See the five key practices of effective leaders…
Gino Wickman and Rene Boer, authors of “How To Be A Great Boss,” say the word “boss” comes from the Dutch word “baas” which is a term of respect used to address the person in charge. Wickman and Boer suggest you wear the designation with pride and accept responsibility to be a great leader.
Interestingly, the authors suggest there is a distinction between a leader and a manager.
“Leadership involves working ‘on’ the business. It entails providing clear direction, creating an opening for people, and taking time to think.”
“Management, on the other hand, involves working ‘in’ the business: creating clear expectations, communicating well and ensuring that things get done.”
You can, they say, be a great leader without necessarily being a great manager – and vice versa. But while the two concepts don’t necessarily go hand-in-hand, they offer five leadership practices that create an accomplishment environment.
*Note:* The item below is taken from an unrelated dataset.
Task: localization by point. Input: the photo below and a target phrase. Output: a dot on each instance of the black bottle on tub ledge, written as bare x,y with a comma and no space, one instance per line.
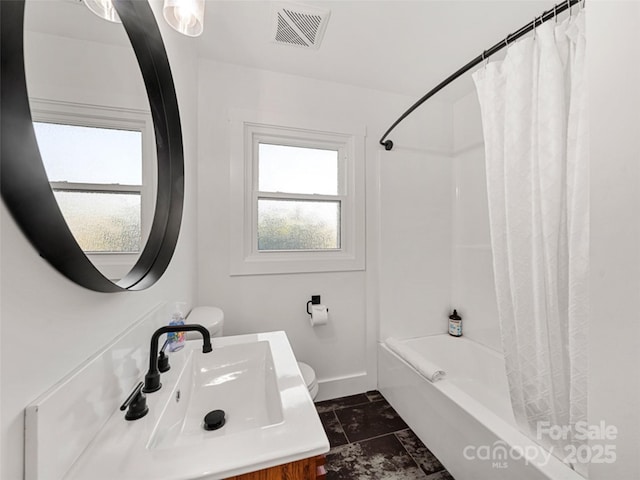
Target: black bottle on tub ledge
455,324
Those practices are:
Five Practices of Effective Leaders
- Give clear direction – “Great leaders are masterful at providing a clear direction…” To do this, you must be able to offer a compelling vision – and provide clarity around “your culture, your core focus and your goals.”
- Provide the necessary tools – It is critical to provide your team with the tools they need to succeed. These tools include: “training, technology, additional people and your personal time and attention.” That last tool is often the most difficult to provide.
- Let go of the vine – The authors provide a humorous story to demonstrate this practice, but suffice it to say that once you’ve provided the clear direction and tools to succeed – let them go to achieve their goals. Don’t micromanage, but make sure you have the right people.
- Act with the greater good in mind – You must “walk the talk” and set the example. In effect, you are the living embodiment of what you’ve communicated as the company’s goals.
- Take clarity breaks – Great leaders take clarity breaks…time out of the office and away from the daily pressures of business to reflect and work “on” their business. This is the view from 30,000 feet to make sure you’re still on the right track.